Iran and Saudi Arabia agreed to re-establish diplomatic relations Friday in a deal brokered by China, ending seven years of estrangement and jolting the geopolitical alignment of the Middle East.
The deal, which comes after other unsuccessful attempts by Iraq and others to mend fences, marks a diplomatic victory for Beijing in a region where the U.S. has long dominated geopolitics.
Iran and Saudi Arabia are major suppliers of oil to China and have sought closer economic ties, but the agreement is the first time Beijing has weighed in so heavily on the region's rivalries.
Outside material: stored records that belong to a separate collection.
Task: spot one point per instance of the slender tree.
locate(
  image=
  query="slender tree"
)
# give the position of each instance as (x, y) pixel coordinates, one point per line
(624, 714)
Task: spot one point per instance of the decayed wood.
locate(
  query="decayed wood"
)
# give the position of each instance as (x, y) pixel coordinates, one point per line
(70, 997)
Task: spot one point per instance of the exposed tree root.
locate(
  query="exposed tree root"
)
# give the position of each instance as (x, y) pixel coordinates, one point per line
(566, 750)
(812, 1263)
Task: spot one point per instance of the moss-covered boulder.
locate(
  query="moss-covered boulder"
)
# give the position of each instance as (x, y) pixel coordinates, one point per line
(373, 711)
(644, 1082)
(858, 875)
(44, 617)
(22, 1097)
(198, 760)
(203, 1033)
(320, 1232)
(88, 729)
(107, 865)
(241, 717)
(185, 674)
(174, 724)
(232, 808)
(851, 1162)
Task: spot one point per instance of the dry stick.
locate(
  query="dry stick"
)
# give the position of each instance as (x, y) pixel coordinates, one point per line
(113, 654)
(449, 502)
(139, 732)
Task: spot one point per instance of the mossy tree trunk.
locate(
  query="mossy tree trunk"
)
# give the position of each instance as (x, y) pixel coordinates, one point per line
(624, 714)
The agreement was hammered out in secret in Beijing between top Saudi and Iranian officials over several days, Iranian state-aligned media reported. It comes three months after Chinese leader Xi Jinping met with Saudi Crown Prince Mohammed bin Salman in December in Riyadh, and follows Iranian President Ebrahim Raisi's trip to Beijing last month.
Under the agreement released by all three countries, Iran and Saudi Arabia will reopen their embassies and missions on each other's soil within two months, and both affirmed noninterference in the internal affairs of other states. The two countries agreed that their foreign ministers will hold a summit soon to hammer out the details.
Ties between the two countries were cut in 2016 after the Saudi Embassy in Tehran was overrun amid protests over the execution of a prominent Shiite cleric by the Saudi government.
Since then, the Iran-Saudi rift has represented the often violent schism between Shiite and Sunni Muslims that has dominated the Middle East for decades.
The Saudis and Iranians have backed opposite sides in conflicts ranging from Syria to Yemen over the past seven years. In 2019, they were on the brink of war when Iran was blamed for missile and drone attacks on a Saudi oil field.